Modest power demand growth, the rise of renewable energy, particularly wind, and a slug of new coal-fired capacity hitting the market over the next couple of years will pressure gas-fired generation, according to analysts.

But while the boom decade is over for gas plants, climate change legislation and the need for conventional generation to backstop intermittent renewables will create opportunities for gas. And the longer-term outlook for coal plants is seen as uncertain, given their high capital costs and work needed to develop carbon capture and sequestration.

Driven largely by deregulating power markets, over the last decade developers scurried to construct gas-fired power plants. Gas projects were favored for a number of reasons, particularly their lower construction costs and ease of siting and permitting relative to coal-fired plants. However, a weaker economic outlook and the proliferation of renewable portfolio standards (RPS) in numerous states as well as the potential for federal renewable energy and efficiency mandates have changed the outlook for gas-fired power generation.

“Regardless of one’s GDP [gross domestic product] outlook and renewable assumptions, the growth rate of gas-fired output is likely to be lower than the rate experienced this decade,” analysts at Barclays Capital wrote last week. “Only retirements of coal-fired plants at a significant scale, or the rapid growth rate of power demand (e.g., from electric vehicles), could swing enough share to gas-fired plants to equal the output from earlier this decade.”

From 2000 to 2007 gas-fired power plant output grew 6.7% per year on a gigawatt hour basis, according to the Barclays analysts. “But the future is not as assured,” they wrote. “Power demand growth has stalled with the recession, and a host of utilities, ISOs, RTOs [independent system operators, regional transmission organizations] and the EIA [Energy Information Administration] have revised downward their outlook for power demand growth rates beyond the current recessionary period.”

The recession has greatly slackened demand for power and expanded reserve margins, more so in some regions than others, Wood Mackenzie’s George Given, head of global power research, told NGI. “I see that certainly gas-fired plants, generally speaking, are going to be more on the margin so as you have a sharp and perhaps temporary decline in energy sales, they could be disproportionately hurt more at least in the short term.

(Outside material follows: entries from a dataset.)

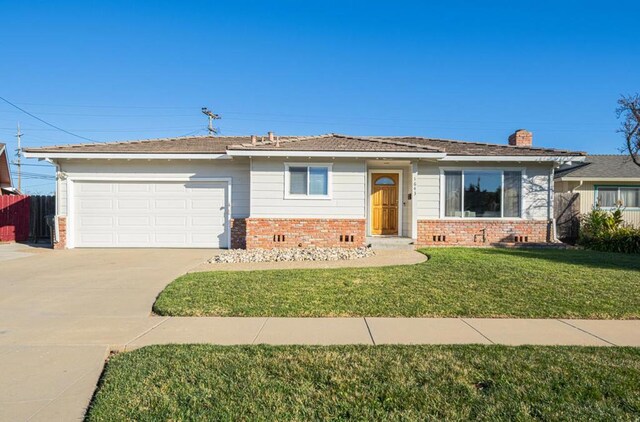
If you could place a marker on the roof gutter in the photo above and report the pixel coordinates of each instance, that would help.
(512, 158)
(333, 154)
(125, 156)
(597, 179)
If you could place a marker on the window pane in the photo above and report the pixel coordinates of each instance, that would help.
(607, 197)
(512, 193)
(453, 193)
(482, 194)
(298, 180)
(318, 180)
(385, 181)
(630, 197)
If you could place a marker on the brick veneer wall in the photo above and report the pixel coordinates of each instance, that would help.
(238, 233)
(61, 242)
(469, 232)
(292, 233)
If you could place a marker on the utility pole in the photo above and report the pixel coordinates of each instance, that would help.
(212, 116)
(19, 157)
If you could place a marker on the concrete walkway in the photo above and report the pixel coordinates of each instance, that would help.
(63, 312)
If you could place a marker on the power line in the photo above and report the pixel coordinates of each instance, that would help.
(44, 121)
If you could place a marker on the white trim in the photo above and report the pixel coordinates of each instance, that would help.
(116, 178)
(488, 169)
(352, 154)
(126, 156)
(511, 158)
(414, 201)
(307, 196)
(400, 197)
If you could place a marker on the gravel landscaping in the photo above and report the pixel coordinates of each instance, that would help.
(292, 254)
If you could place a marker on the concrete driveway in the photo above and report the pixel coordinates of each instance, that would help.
(61, 312)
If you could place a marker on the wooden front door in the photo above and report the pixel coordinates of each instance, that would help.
(384, 204)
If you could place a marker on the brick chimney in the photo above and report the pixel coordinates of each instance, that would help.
(521, 138)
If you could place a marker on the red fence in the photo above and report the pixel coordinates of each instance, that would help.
(14, 218)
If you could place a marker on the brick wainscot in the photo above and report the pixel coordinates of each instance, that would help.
(270, 233)
(61, 242)
(482, 232)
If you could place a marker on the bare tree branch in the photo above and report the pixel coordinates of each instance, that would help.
(629, 110)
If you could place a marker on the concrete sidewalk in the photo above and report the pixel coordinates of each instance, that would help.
(63, 312)
(328, 331)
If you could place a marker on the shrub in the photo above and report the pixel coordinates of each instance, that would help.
(605, 231)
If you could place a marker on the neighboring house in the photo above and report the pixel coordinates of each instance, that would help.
(6, 187)
(603, 180)
(328, 190)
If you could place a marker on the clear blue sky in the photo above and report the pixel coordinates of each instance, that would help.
(470, 70)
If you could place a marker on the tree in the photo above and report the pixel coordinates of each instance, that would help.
(629, 110)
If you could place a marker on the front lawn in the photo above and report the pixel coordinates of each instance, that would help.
(182, 383)
(526, 283)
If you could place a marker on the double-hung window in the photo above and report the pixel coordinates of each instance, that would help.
(482, 193)
(612, 196)
(308, 181)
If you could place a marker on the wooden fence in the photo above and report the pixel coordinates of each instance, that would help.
(22, 217)
(567, 213)
(40, 207)
(14, 218)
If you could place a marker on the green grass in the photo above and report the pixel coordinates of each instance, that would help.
(526, 283)
(192, 382)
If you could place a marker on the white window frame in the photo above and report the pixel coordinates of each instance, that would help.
(287, 181)
(501, 170)
(597, 189)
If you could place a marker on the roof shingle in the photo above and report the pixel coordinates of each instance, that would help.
(602, 166)
(329, 142)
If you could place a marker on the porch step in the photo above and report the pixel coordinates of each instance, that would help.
(394, 242)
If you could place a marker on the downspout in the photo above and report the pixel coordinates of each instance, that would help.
(550, 207)
(56, 234)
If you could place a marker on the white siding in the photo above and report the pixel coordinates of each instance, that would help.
(428, 191)
(236, 169)
(267, 191)
(588, 201)
(535, 188)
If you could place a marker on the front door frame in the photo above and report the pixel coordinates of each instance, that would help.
(370, 173)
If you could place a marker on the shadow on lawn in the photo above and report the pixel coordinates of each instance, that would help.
(603, 260)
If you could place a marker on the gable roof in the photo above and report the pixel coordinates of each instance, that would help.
(601, 167)
(5, 172)
(320, 143)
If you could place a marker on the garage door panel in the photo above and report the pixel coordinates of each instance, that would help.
(170, 204)
(133, 204)
(97, 237)
(96, 204)
(171, 238)
(133, 187)
(134, 221)
(94, 187)
(133, 238)
(150, 214)
(171, 221)
(97, 221)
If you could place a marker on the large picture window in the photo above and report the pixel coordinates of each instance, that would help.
(482, 193)
(612, 196)
(304, 181)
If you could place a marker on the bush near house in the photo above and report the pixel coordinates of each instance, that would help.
(605, 231)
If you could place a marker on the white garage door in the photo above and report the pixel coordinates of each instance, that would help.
(150, 214)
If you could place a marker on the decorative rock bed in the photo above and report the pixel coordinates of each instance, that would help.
(293, 254)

They’re just simply not economic to run.”

In some regions there won’t be a need for much new power generation for five or more years, Given said. However, California and the Northeast are exceptions where reserve margins are thinner.

According to Wood Mackenzie, more than 27,000 MW of capacity under construction will have come online by the end of this year. About 8,700 MW of that is gas-fired combined-cycle capacity. Next year will see more than 19,000 MW added, but the majority, 7,444 MW, will be from coal-fired plants with gas-fired combined-cycle second at 6,345 MW. In 2011 more than 6,300 MW of capacity under construction is expected to come online, with 4,247 MW of that from coal plants and 1,740 MW from gas-fired combined-cycle.

“We see over the next several years a continuous decline in gas consumption, gas as a fuel for power generation,” Given said. “This is quite a change of events. It’s partly due to the economy, but it’s also partly due to this increase in baseload coal, which can out compete a lot of these gas facilities. The decline in gas consumption is not evenly spread throughout the country because a lot of these new coal builds are concentrated in one or two areas. Competition for that marginal generation is changing with the addition of these coal facilities.”

Further, more renewable energy is coming online, driven by funds from the American Recovery and Reinvestment Act and the enactment of RPS in 32 states, noted Barclays.

While gas-fired plants have been able to push coal-fired generation out of its traditional position in the dispatch stack in some markets due to exceptionally low gas prices, that situation can’t go on forever, the Barclays analysts noted. And the power generation sector has been the gas industry’s only opportunity for growth.

“This raises the prospect that output growth from the surge of renewable facilities could keep pace with muted power demand growth,” the Barclays analysts wrote. “Should this occur, growth of gas-fired power output would likely stall. This would slow the speed of gas as the marginal, price-setting resource during many hours of the day and cool the natural gas industry’s sole source of demand growth.”